Saturday, July 13, 2013

BREAKING: Greenwald Warns US: Back Off Snowden

Reuters reports:
Fugitive former U.S. spy contractor Edward Snowden controls dangerous information that could become the United States' "worst nightmare" if revealed, a journalist familiar with the data said in a newspaper interview.

Glenn Greenwald, the Guardian journalist who first published the documents Snowden leaked, said in a newspaper interview published on Saturday that the U.S. government should be careful in its pursuit of the former computer analyst.

"Snowden has enough information to cause harm to the U.S. government in a single minute than any other person has ever had," Greenwald said in an interview in Rio de Janeiro with the Argentinean daily La Nacion.

"The U.S. government should be on its knees every day begging that nothing happen to Snowden, because if something does happen to him, all the information will be revealed and it could be its worst nightmare."

UPDATE

Greenwald is attempting to walk back the Reuters story, but seems to fail. He writes:

When you give many interviews in different countries and say essentially the same thing over and over, as I do, media outlets often attempt to re-package what you've said to make their interview seem new and newsworthy, even when it isn't. Such is the case with this Reuters article today, that purports to summarize an interview I gave to the daily newspaper La Nacion of Argentina.

Like everything in the matter of these NSA leaks, this interview is being wildly distorted to attract attention away from the revelations themselves. It's particularly being seized on to attack Edward Snowden and, secondarily, me, for supposedly "blackmailing" and "threatening" the US government. That is just absurd.
But then he writes this:
That Snowden has created some sort of "dead man's switch" - whereby documents get released in the event that he is killed by the US government - was previously reported weeks ago, and Snowden himself has strongly implied much the same thing. That doesn't mean he thinks the US government is attempting to kill him - he doesn't - just that he's taken precautions against all eventualities, including that one (just incidentally, the notion that a government that has spent the last decade invading, bombing, torturing, rendering, kidnapping, imprisoning without charges, droning, partnering with the worst dictators and murderers, and targeting its own citizens for assassination would be above such conduct is charmingly quaint).[...]

I was asked whether I thought the US government would take physical action against him if he tried to go to Latin America or even force his plane down. That's when I said that doing so would be completely counter-productive given that - as has been reported before - such an attack could easily result in far more disclosures than allowing us as journalists to vet and responsibly report them, as we've doing. As a result of the documents he has, I said in the interview, the US government should be praying for his safety, not threatening or harming it.

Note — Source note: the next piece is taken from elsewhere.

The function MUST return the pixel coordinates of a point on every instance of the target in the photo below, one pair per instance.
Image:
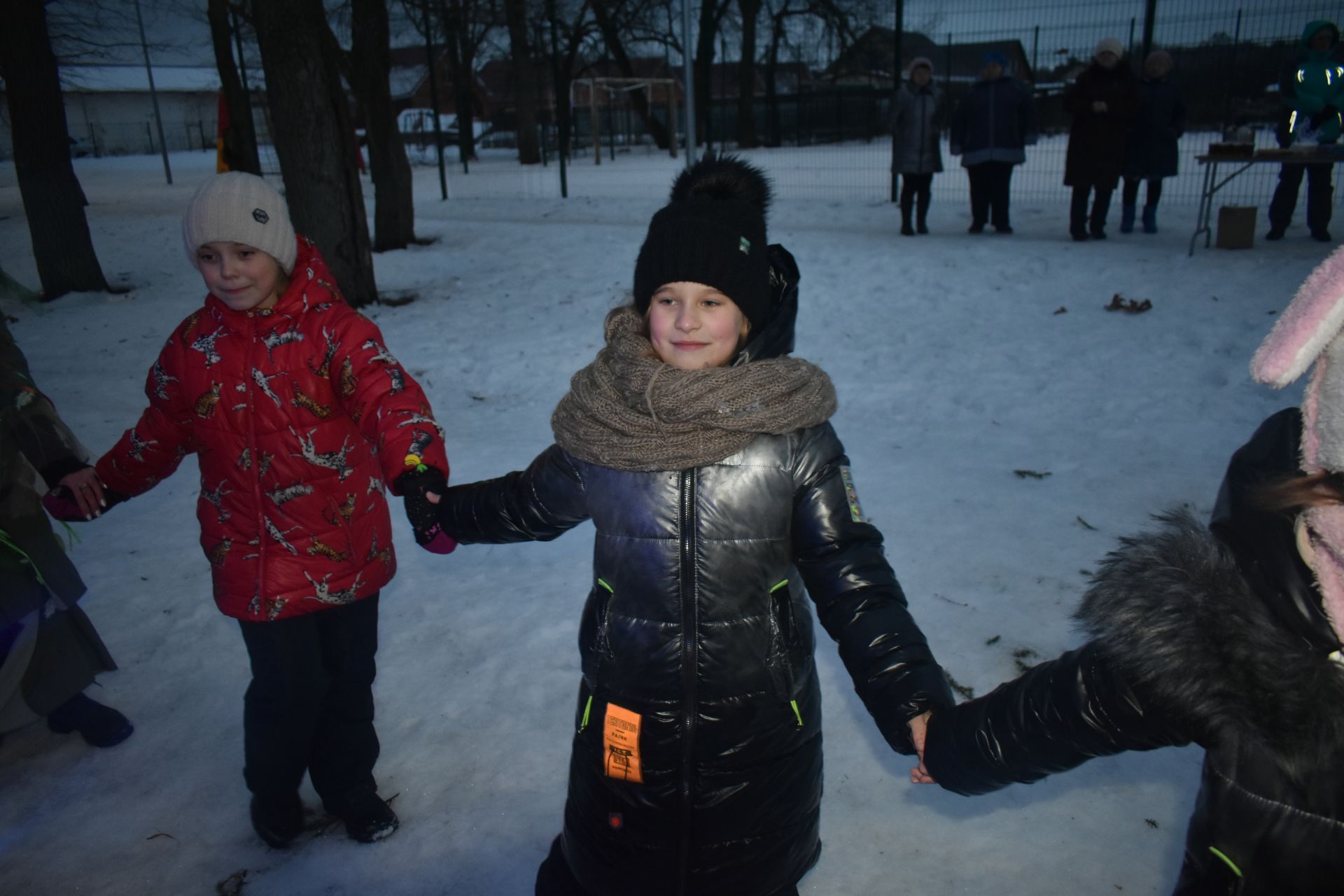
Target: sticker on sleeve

That has nothing to do with me: I don't have access to those "insurance" documents and have no role in whatever dead man switch he's arranged. I'm reporting what documents he says he has and what precautions he says he has taken to protect himself from what he perceives to be the threat to his well-being. That's not a threat. Those are facts. I'm sorry if some people find them to be unpleasant. But they're still facts.
 He the attempts to walk this back:
This "threat" fiction is just today's concoction to focus on anything but the revelations about US government lying to Congress and constitutionally and legally dubious NSA spying.